We sit in houses today that may not feel like home.
Things like global pandemics and national tensions have a way of making even the safest places feel uncomfortable.
Home is where we live and breathe and have our being, yes, but it is also now where we hash out work conflicts over buggy internet connections and balance raging anxieties with even weirder realities. Shelter-in-place has made home the container for everything that we do.
Maybe today we are weary of “home.” Maybe we are not really feeling at home, but rather frazzled in our scattered sanctuaries.

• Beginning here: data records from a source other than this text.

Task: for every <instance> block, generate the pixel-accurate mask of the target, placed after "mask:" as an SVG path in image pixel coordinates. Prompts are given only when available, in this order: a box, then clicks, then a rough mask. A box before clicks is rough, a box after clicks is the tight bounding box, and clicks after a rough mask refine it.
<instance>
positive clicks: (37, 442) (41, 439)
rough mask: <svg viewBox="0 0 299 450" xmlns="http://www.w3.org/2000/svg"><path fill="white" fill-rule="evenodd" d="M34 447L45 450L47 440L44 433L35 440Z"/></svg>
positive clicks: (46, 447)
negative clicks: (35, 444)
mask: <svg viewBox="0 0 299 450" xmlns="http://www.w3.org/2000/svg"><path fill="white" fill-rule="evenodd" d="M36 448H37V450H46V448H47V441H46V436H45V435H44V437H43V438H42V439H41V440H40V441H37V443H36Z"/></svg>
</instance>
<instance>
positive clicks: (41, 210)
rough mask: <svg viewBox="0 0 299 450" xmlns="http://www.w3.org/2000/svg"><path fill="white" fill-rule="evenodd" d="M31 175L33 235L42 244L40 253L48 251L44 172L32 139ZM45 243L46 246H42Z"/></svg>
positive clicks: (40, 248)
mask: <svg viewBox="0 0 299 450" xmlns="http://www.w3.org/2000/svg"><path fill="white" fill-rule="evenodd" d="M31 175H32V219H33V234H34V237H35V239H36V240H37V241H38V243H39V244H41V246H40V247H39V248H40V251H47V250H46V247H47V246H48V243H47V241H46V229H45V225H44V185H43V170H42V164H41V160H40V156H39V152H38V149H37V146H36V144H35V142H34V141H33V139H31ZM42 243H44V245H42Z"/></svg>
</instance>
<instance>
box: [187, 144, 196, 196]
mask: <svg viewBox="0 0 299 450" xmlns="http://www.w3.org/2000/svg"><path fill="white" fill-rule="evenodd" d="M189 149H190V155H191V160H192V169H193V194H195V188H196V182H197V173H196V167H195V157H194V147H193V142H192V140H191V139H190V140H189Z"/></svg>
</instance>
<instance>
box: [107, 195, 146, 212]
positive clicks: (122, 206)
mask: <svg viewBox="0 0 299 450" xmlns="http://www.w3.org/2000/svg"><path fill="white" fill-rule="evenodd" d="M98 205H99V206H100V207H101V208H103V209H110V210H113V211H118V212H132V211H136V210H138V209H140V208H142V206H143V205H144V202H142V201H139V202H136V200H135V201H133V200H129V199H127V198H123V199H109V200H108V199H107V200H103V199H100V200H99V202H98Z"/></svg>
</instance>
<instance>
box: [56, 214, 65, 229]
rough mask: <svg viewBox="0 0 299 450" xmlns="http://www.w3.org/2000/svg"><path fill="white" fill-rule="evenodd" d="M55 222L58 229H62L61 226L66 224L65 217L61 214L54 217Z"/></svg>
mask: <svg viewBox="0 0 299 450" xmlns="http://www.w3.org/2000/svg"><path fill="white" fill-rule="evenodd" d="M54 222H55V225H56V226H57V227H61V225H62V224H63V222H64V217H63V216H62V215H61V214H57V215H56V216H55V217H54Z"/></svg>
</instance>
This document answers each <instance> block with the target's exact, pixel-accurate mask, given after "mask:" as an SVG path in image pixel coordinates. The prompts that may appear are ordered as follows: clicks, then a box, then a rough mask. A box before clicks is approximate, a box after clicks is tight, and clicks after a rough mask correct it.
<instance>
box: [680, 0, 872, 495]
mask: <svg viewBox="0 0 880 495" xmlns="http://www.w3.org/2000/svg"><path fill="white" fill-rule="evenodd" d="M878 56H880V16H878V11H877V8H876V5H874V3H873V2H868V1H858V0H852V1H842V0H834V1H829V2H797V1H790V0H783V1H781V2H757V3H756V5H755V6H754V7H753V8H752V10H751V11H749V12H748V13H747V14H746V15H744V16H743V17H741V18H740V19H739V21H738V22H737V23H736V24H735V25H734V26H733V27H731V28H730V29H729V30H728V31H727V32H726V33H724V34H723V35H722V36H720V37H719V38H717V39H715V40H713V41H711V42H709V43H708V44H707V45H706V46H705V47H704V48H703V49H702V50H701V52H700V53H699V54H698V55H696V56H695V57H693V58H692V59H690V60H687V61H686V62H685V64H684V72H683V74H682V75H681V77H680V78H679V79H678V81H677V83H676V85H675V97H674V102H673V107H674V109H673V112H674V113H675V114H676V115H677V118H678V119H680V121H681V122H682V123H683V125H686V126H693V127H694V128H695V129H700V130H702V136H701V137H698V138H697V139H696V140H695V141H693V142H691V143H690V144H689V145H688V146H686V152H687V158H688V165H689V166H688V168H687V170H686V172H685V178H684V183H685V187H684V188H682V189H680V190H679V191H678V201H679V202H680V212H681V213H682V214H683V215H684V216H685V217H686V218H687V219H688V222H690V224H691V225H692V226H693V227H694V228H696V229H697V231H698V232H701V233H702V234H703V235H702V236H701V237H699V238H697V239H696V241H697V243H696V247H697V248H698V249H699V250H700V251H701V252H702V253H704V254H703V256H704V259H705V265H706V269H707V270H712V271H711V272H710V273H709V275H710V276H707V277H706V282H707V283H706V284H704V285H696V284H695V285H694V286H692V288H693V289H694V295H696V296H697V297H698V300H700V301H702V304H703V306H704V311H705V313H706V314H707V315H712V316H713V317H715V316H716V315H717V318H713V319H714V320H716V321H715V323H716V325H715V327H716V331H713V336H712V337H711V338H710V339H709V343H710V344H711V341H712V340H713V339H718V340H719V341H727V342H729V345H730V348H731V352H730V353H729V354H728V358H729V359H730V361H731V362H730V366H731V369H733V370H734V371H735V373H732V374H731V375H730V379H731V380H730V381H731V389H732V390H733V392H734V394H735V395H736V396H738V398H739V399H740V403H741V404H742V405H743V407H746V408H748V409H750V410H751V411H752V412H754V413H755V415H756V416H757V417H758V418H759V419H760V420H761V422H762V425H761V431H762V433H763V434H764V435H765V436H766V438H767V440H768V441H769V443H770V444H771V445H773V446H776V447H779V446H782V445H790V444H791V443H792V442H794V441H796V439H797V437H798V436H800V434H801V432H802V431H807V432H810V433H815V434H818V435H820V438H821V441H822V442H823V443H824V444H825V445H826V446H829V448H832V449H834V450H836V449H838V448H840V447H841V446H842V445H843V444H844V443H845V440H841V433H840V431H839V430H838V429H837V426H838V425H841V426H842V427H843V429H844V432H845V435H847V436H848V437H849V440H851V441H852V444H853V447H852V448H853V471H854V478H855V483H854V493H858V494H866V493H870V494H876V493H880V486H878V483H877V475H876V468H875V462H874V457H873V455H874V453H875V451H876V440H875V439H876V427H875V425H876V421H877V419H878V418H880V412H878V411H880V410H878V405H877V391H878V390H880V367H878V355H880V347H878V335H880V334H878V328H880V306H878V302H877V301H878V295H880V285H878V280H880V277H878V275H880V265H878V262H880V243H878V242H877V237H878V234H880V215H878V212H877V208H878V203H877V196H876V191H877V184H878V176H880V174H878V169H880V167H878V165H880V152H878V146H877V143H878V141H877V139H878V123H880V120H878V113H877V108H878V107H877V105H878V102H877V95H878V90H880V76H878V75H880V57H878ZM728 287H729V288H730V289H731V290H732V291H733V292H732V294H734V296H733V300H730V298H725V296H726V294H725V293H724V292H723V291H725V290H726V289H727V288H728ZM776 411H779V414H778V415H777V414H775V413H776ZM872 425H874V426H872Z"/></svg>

We are curled up in comfy clothes yet stretched as we try to worship at home.
But worship is always both a time of homey feeling and extraordinary experience.
Before sheltering in place, we gathered in our beloved Sanctuary, seeing familiar faces and smiling at new ones. We sang songs we know by heart and heard anthems fresh from the minds of church musicians. Our bodies moved as if by second nature, knowing when to stand and when (not) to applaud. And sometimes we would experience a liturgical curveball – dipping our hands into baptismal waters or tasting salt on our lips. We would encounter something different in our beloved Sanctuary.
Worship is a feeling of home and not.
The exiled Israelites encountered this truth in a faraway land. There were prophets popping up declaring that THIS year they would return “home” to Jerusalem. THIS week, we gather in the temple again. But Jeremiah, God’s prophet, sang a different song (see Jeremiah 29).
God wanted the people to find home right where they were. God wanted the people to find God right where they were. In fact, it was in this place of exile that the Israelites began to keep the Sabbath in a new way with prayers around the dinner table and blessings for their children.
They found the extraordinary in the ordinary, sanctuary in the midst of the secular.
So, it is a wonder, but maybe we are in a good place to worship after all – if we can follow the dancing wisdom in the midst of the mundane.
“Wisdom has built her house…
she has also set her table…
‘Come, eat of my bread
and drink of the wine I have mixed’”
(from Proverbs 9:1-5)
Let us be at home with our God. Let us worship right where we are.